Antilock four-wheel disc brakes, front-seat side airbags and stability control are standard on all Mustangs. Though crash tests for the 2010 Mustang hadn't been released at the time of this writing, last year's Mustang earned a perfect five stars for front-impact protection and side-impact protection of front passengers. The convertible got a five-star rating for rear side-impact protection, while the coupe got four stars. In Insurance Institute for Highway Safety testing, the '09 Mustang convertible, the only model tested, scored "Acceptable" (the second highest of four ratings) in frontal-offset tests and "Good" (the highest rating) for side-impact tests.

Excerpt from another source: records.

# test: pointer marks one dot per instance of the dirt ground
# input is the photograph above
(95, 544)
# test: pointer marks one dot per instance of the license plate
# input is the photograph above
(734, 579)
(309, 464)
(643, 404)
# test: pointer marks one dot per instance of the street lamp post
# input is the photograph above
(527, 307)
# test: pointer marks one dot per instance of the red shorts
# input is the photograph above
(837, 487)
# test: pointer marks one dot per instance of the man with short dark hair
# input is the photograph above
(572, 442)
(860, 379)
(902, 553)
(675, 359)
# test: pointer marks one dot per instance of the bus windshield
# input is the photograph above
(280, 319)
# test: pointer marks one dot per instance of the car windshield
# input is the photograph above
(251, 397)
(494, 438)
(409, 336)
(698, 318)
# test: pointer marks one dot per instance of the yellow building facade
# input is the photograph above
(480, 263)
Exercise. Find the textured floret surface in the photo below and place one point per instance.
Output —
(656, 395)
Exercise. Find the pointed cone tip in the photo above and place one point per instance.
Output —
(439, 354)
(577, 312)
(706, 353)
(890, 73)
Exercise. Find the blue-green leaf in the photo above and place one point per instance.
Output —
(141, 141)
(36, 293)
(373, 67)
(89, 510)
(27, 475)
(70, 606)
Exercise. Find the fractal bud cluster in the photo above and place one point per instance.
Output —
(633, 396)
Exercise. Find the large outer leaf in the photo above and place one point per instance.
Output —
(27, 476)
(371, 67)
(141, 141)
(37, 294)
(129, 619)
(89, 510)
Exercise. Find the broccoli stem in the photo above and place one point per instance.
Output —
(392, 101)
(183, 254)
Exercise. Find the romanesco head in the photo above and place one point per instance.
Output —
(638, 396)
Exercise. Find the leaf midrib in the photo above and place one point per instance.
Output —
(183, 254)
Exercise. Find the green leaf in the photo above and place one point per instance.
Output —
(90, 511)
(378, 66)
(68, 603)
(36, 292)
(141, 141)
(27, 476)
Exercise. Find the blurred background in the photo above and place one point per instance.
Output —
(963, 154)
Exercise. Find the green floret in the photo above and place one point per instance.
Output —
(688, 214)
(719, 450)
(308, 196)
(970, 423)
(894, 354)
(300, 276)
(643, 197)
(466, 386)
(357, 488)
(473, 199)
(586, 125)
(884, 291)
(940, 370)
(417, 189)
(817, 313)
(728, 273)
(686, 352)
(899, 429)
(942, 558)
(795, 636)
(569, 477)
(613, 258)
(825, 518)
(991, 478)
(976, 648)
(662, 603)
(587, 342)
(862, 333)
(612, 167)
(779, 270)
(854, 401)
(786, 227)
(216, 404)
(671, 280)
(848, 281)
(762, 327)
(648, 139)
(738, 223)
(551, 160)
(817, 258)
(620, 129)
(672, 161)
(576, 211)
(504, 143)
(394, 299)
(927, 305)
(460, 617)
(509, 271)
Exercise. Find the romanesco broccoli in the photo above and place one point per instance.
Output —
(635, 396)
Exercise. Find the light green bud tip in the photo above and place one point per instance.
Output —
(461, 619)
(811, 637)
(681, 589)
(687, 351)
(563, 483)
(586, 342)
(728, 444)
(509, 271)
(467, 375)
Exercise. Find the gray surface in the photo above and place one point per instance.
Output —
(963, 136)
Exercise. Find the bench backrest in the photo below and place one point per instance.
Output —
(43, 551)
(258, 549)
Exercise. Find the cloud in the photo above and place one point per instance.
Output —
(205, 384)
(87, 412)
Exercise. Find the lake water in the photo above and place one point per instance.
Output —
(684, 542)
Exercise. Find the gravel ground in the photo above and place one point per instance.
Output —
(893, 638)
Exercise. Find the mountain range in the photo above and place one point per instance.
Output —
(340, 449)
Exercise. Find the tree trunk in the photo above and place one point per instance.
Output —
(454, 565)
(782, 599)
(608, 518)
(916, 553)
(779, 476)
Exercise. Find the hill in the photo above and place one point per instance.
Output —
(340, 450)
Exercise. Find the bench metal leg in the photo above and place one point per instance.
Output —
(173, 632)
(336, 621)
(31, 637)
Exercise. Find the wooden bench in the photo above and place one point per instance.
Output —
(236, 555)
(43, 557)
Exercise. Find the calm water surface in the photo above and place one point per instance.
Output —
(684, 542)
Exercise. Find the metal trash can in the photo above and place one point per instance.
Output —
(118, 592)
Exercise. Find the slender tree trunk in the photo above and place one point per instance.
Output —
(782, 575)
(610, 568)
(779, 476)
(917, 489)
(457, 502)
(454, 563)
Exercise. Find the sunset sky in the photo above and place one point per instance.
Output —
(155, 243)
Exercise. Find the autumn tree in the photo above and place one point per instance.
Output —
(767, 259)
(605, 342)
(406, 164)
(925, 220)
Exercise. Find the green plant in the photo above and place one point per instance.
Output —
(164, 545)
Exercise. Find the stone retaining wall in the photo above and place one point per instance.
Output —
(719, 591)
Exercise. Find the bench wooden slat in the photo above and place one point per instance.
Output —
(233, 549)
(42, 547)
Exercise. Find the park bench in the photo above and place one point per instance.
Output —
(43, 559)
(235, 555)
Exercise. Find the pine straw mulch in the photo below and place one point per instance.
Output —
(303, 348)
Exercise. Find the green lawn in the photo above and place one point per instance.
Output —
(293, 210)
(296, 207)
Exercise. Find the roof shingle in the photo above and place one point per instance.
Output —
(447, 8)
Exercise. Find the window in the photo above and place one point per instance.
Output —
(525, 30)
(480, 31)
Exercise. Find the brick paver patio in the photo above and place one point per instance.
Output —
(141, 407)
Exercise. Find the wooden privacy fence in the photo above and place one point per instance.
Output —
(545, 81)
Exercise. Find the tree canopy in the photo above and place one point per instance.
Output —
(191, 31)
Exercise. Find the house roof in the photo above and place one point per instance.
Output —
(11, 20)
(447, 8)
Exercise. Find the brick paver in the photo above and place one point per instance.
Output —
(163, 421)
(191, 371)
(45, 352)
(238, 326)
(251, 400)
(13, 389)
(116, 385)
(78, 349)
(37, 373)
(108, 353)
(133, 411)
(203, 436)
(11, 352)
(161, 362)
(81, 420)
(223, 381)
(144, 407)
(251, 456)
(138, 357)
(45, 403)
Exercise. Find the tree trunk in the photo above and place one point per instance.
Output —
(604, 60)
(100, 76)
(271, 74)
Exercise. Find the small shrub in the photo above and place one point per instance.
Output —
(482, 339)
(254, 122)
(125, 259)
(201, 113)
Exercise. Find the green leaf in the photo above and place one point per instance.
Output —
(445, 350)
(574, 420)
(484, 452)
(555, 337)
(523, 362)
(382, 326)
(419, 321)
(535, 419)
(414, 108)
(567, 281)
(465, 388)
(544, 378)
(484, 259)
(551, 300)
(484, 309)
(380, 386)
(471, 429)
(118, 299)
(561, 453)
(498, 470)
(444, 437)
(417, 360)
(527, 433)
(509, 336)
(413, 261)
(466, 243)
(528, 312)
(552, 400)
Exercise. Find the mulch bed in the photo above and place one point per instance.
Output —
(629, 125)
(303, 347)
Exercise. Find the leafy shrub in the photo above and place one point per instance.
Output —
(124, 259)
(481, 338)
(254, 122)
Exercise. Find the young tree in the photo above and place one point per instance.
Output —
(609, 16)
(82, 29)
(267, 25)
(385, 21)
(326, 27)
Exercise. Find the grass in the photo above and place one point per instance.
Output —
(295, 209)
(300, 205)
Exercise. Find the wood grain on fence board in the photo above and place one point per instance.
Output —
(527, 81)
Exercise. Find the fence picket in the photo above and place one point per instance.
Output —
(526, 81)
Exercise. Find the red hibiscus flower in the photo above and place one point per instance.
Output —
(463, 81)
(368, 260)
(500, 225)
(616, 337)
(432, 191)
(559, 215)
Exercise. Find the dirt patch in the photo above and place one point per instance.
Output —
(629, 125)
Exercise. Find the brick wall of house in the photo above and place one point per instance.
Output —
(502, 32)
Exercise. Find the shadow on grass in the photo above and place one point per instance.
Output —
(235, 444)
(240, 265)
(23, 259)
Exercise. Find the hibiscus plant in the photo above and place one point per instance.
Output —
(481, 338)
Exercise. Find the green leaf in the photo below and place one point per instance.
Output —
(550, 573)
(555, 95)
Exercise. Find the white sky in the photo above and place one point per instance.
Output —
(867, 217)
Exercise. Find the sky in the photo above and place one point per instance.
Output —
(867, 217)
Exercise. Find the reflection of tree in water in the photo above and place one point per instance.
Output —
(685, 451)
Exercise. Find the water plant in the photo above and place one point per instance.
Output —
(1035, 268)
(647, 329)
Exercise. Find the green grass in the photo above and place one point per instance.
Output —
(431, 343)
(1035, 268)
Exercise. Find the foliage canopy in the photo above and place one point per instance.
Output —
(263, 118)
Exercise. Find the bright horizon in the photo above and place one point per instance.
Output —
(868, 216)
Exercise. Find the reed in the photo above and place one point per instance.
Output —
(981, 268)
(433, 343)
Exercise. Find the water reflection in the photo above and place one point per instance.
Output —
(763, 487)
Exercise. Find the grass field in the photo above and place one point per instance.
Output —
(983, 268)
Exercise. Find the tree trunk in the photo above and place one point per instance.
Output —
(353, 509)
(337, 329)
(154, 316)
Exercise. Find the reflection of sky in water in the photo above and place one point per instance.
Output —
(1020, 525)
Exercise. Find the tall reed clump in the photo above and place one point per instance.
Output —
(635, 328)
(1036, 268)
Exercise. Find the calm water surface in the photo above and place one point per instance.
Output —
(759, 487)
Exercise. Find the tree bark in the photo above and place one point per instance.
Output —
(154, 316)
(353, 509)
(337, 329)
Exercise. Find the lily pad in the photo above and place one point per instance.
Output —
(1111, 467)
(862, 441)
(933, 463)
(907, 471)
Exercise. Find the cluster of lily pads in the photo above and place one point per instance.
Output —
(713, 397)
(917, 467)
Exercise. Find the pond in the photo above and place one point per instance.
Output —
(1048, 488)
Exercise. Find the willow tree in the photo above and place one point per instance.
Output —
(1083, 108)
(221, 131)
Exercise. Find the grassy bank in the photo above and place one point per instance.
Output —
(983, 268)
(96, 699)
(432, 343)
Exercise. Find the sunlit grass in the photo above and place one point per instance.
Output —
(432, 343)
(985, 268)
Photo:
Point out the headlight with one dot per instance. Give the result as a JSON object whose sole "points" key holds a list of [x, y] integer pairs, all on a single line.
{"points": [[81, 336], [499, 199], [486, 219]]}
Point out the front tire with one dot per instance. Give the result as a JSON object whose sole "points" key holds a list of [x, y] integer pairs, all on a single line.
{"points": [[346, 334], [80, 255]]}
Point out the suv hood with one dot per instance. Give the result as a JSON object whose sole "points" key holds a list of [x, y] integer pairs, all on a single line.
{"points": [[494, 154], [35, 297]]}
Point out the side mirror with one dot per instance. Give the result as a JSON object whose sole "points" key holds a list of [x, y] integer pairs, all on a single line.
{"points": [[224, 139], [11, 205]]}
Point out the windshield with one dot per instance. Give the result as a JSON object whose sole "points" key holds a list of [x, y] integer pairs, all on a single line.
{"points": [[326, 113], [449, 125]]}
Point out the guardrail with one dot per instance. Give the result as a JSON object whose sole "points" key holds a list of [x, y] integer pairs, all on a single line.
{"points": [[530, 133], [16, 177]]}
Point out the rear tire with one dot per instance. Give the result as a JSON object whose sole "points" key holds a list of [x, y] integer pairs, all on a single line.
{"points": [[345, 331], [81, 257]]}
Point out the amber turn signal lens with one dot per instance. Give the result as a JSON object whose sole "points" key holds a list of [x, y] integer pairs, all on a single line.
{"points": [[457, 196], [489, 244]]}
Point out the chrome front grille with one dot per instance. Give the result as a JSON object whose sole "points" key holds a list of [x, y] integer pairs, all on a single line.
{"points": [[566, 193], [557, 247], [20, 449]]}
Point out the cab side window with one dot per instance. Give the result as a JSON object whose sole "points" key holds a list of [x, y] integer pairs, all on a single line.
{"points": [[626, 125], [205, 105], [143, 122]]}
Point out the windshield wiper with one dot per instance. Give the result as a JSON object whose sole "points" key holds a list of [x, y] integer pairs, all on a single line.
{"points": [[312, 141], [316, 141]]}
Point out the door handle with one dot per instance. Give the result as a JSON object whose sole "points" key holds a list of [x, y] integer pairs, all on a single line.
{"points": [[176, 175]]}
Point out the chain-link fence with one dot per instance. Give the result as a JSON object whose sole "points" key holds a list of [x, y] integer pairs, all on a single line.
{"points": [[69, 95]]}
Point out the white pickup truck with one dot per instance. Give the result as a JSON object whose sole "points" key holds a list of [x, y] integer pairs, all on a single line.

Interior Design and Special Features

The 2010 Mustang's cabin retains its characteristic retro design while adding significantly higher-quality materials to the mix. The result won't fool you into thinking you're driving a luxury coupe, but it's a notably nicer interior than we're used to seeing in a Mustang. Major controls are simple to operate and the seats are comfortable, though the base seats could use more lateral support (the GT's seats have more aggressive bolstering). The optional Sync system provides useful voice-integration technology for music and Bluetooth functions. Both the Mustang coupe and the convertible offer seating for four, and average-size adults can fit in back, but they'll be a bit cramped. Trunk capacity is decent, with 12.3 cubic feet in the coupe and 9.7 in the convertible.

Driving Impressions

Acceleration is respectable from the industrial-sounding V6, but if at all possible, we recommend anteing up for the vastly more enjoyable (yet hardly less fuel-efficient) Mustang GT, which brings a snorting 315-hp V8 to the party. We can't think of another engine at this price point that sounds as good and pulls as hard as the GT's V8. In the handling department, the 2010 Ford Mustang infamously utilizes an old-school solid-axle rear suspension that helps keep costs down, yet Ford has managed to endow the Mustang with a fairly comfortable ride and responsive handling, particularly in GT trim. The TrackPack makes the Mustang even sharper, though you still won't confuse this American throwback with high-tech handlers like the 370Z, RX-8, 128i and Genesis Coupe.